RECONSTRUCTION OF PERTURBED DATA USING K-MEANS
Prasannta Tiwari*1 and Hitesh Gupta2
|Corresponding author: Prasannta Tiwari, E-mail: [email protected]|
|Related article at Pubmed, Scholar Google|
A key element in preserving privacy and confidentiality of sensitive data is the ability to evaluate the extent of all potential disclosure for such data. In other words, we need to be able to answer to what extent confidential information in a perturbed database can be compromised by attackers or snoopers. Several randomized techniques have been proposed for privacy preserving data mining of continuous data. These approaches generally attempt to hide the sensitive data by randomly modifying the data values using some additive noise and aim to reconstruct the original distribution closely at an aggregate level.
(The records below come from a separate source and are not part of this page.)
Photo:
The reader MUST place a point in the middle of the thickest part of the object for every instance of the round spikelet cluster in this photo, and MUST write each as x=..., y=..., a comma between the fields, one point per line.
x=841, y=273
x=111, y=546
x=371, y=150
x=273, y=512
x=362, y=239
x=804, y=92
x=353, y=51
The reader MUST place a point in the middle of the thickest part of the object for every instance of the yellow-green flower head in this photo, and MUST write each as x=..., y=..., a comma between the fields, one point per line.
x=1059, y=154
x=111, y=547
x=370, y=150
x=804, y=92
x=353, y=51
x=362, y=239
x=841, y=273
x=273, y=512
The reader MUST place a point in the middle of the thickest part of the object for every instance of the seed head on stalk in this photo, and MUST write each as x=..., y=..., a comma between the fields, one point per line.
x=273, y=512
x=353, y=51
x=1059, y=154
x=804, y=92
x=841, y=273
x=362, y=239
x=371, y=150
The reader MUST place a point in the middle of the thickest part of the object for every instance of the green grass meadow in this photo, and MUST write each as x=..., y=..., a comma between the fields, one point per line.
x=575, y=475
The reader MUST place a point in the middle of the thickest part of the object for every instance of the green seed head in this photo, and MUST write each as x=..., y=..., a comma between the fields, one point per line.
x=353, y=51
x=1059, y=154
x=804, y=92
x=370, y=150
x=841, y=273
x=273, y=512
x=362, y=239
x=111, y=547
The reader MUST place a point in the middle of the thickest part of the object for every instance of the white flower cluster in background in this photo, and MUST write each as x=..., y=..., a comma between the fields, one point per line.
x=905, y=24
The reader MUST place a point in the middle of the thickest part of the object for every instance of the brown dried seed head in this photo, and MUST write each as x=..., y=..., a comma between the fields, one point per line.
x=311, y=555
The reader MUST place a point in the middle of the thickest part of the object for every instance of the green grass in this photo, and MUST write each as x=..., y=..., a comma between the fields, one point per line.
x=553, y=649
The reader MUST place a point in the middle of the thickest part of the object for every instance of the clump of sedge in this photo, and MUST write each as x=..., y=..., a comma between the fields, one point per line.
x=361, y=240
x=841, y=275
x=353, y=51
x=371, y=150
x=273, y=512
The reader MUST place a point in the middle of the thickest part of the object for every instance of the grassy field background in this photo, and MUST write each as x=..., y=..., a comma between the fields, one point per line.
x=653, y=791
The main contribution of this paper lies in the algorithm to accurately reconstruct the community joint density given the perturbed multidimensional stream data information. Any statistical question about the community can be answered using the reconstructed joint density. There have been many efforts on the community distribution reconstruction. Our research objective is to determine whether the distributions of the original and recovered data are close enough to each other despite the nature of the noise applied. We are considering an ensemble clustering method to reconstruct the initial data distribution. As the tool for the algorithm implementations we chose the “language of choice in industrial world” – MATLAB.